Numerical integral and differential equation solutions are possible,
but their simple implementations require extraordinary amounts of
computer time and memory for some problems. My collaborators at
Hughes Research Laboratories and Yale University and I have developed
techniques for numerically solving these problems in an economical
fashion. We expect to be able to solve problems on a work station
using our techniques that are not possible on the largest
supercomputers using less sophisticated techniques.
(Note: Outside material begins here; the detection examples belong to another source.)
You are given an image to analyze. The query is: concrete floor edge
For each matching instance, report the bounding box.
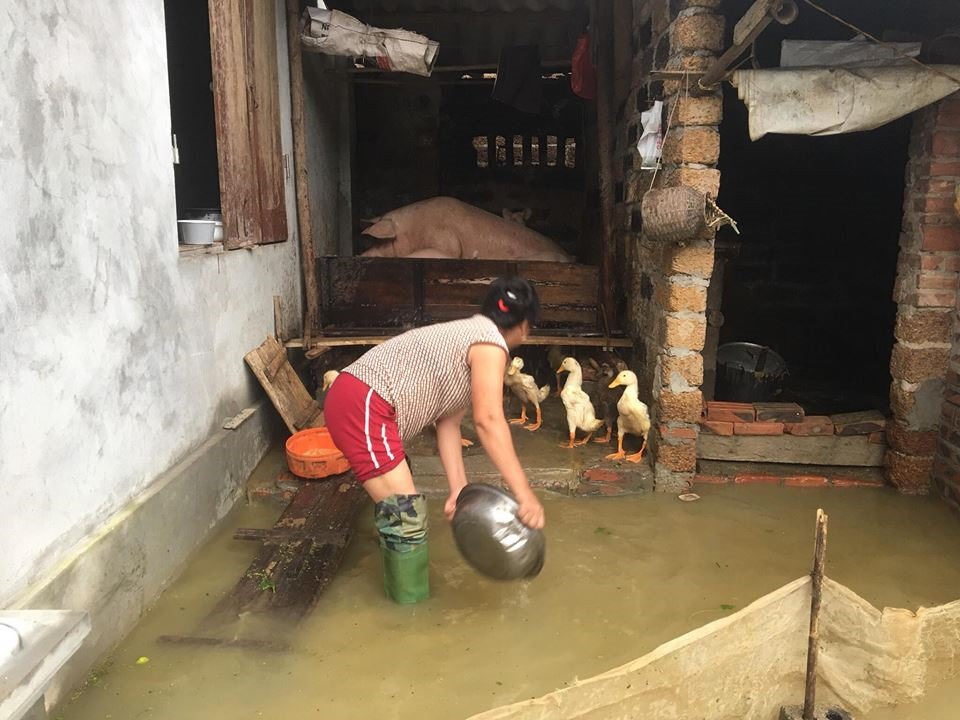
[11,400,282,710]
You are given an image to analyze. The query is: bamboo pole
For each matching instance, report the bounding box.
[803,510,827,720]
[287,0,320,335]
[592,0,616,334]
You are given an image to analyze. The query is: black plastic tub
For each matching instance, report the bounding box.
[715,342,787,402]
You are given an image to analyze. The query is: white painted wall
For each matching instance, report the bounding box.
[0,0,300,606]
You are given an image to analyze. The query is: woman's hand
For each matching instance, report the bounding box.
[517,491,544,530]
[443,485,466,522]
I am looking for undergraduate and graduate students interested in
improving, implementing, and testing these algorithms. Our current
research directions include
- testing currently implemented algorithms
- developing efficient techniques for modelling induced currents in
- applying the techniques developed for scattering and radiation
for waveguide propagation and high frequency circuits
- applying electromagnetic tecniques to scattering and radiation of
scalar (acoustic) waves
These techniques have many practical applications in the areas of radar and
antenna design, modelling of high density and high speed circuits, submarine
detection, and acoustic modelling.
The problems were are currently working on in this area involve correctly accounting for surface roughness during reflection from thin films in the extreme ultraviolet. Greg Hart and I received a best paper award for this work in 2013 from the Utah Academy of Sciences, Arts and Letters. An earlier Utah Academy paper by Elise Martin describes some of our work in describing rough surfaces.
- Winzip is a windows program for computing the near and far field
intensities for acoustic scattering from spheres.
The three cases of a hard sphere, soft sphere,
and penetrable sphere are handled for homogenouis media.
- Huygens is a windows program for computing reflection from a rough surface using Huygen's Principle.